Le jeu apporte une profondeur intéressante autour des actions basiques. Seulement quatre actions, mais quelles actions ! On veut toutes les faire à chaque tour. Ce sont des choix permanents à faire. Choisir, c’est renoncer. C’est le sentiment qui sort du jeu.
Une autre idée originale du jeu est d’avoir une mise en place différente à chaque partie grâce aux cartes tours, définissant pour chaque tour de jeu : le nombre d’actions jouées, une action commune accessible, et le prix de construction des rails. Ces paramètres changeront complètement votre manière de jouer d’une partie à l’autre. Une bonne méthode de renouvellement.
Il faut tout de même reconnaître que, malgré des illustrations réussies et immersives (j’adore la couverture de la boîte), le thème ne ressort que peu dans la partie. On oublie déjà très rapidement la notion de Jeux Olympiques, et ce n’est pas la participation aux sites qui vient nous la rappeler (pourtant, vous jouerez sur ces sites, je vous l’assure). On se focalise vite sur les villes de nos wagons, et sur ce que ça va nous rapporter, laissant cette merveille de technologie qu’est le Shinkansen dans un coin de notre esprit.
Le jeu se jouant de 1 à 4 joueurs, il m’a semblé que la configuration à 4 était la plus adaptée, celle donnant le plus de dynamisme au jeu. En effet, à 3 joueurs, il arrive que l’un des concurrents se retrouve isolé sur une portion de ligne selon les cartes wagons qu’il a récupérées, pendant que les deux autres s’entraident sur une autre portion. Il lui est alors peu évident de revenir dans la partie.
Enfin, le jeu propose un mode solo, contre un adversaire simulé, mais ce n’est pas le mode le plus intéressant, car on perd toute la partie interaction.
Shinkansen Zero-kei vient donc bousculer nos habitudes de poseurs d’ouvriers. Travailler seul sans s’aider des autres, c’est se condamner à l’échec.
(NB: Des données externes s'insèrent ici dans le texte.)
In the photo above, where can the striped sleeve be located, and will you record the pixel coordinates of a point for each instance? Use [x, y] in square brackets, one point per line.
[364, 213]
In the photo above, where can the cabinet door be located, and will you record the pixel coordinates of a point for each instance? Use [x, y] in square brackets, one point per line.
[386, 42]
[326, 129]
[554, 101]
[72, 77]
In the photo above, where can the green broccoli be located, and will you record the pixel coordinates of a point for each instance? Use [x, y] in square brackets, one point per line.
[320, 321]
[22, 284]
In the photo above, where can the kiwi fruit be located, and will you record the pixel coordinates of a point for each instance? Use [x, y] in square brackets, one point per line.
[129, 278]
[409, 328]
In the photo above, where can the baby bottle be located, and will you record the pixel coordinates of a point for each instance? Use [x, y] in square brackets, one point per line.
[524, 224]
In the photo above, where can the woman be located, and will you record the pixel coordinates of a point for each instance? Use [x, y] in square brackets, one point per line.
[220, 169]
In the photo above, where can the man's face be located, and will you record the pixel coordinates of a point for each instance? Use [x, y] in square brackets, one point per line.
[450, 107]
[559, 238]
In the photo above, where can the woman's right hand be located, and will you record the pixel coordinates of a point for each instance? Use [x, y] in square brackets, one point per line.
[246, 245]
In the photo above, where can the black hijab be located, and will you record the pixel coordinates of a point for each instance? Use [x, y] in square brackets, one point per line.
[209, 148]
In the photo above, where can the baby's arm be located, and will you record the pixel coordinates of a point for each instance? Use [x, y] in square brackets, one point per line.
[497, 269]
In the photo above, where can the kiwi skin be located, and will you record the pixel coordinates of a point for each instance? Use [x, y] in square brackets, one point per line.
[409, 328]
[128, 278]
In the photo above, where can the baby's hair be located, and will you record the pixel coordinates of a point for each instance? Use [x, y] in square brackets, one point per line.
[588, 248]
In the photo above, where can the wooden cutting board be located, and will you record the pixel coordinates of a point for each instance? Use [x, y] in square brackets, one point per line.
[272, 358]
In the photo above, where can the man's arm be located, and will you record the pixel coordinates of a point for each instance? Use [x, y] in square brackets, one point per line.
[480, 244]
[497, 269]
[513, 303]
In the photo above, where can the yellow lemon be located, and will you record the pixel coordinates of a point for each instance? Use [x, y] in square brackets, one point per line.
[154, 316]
Construisons la voie main dans la main, mais n’oublions pas qu’il y aura une main qui passera devant les autres, et ce sont nos choix qui nous y conduiront. Finalement, ce jeu de train aurait dû s’appeler Ikigaï, soit … trouver sa voie.
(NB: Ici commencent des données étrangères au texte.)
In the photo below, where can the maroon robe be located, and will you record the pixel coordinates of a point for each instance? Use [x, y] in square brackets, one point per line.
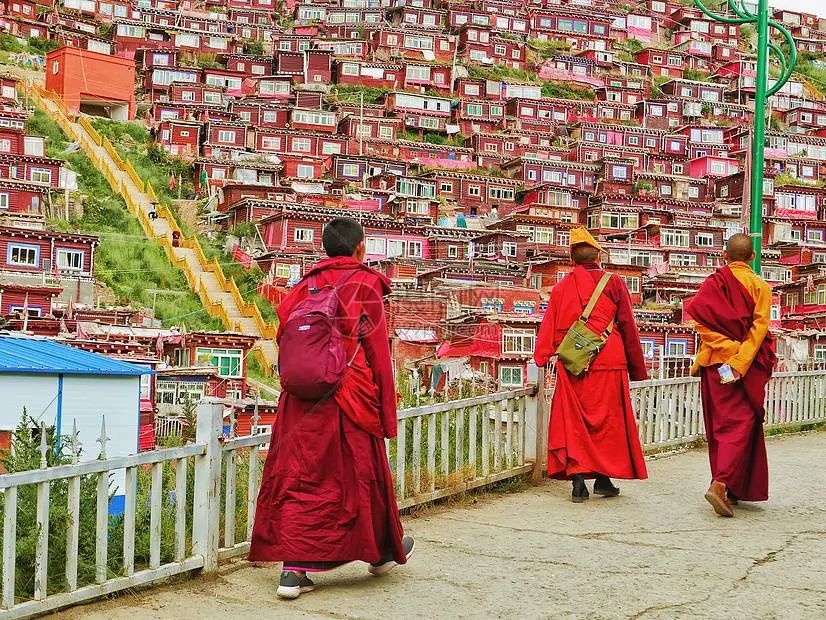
[327, 491]
[592, 428]
[734, 412]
Note : Shinkansen Zero-Kei n’est pas le premier jeu mettant en lumière ce fameux train japonais. Les aventuriers du rail avait déjà exploré cette thématique.
Note 2 : Shinkansen Zero-Kei n’est pas le premier jeu de ses co-auteurs, Isra C. et Shei S. Ces derniers ont été aux manettes du fameux La cathédrale rouge, mais aussi de 1987 Channel tunnel (la fameuse série des 19xx que j’affectionne tant, et qui arrive en ce moment dans nos boutiques).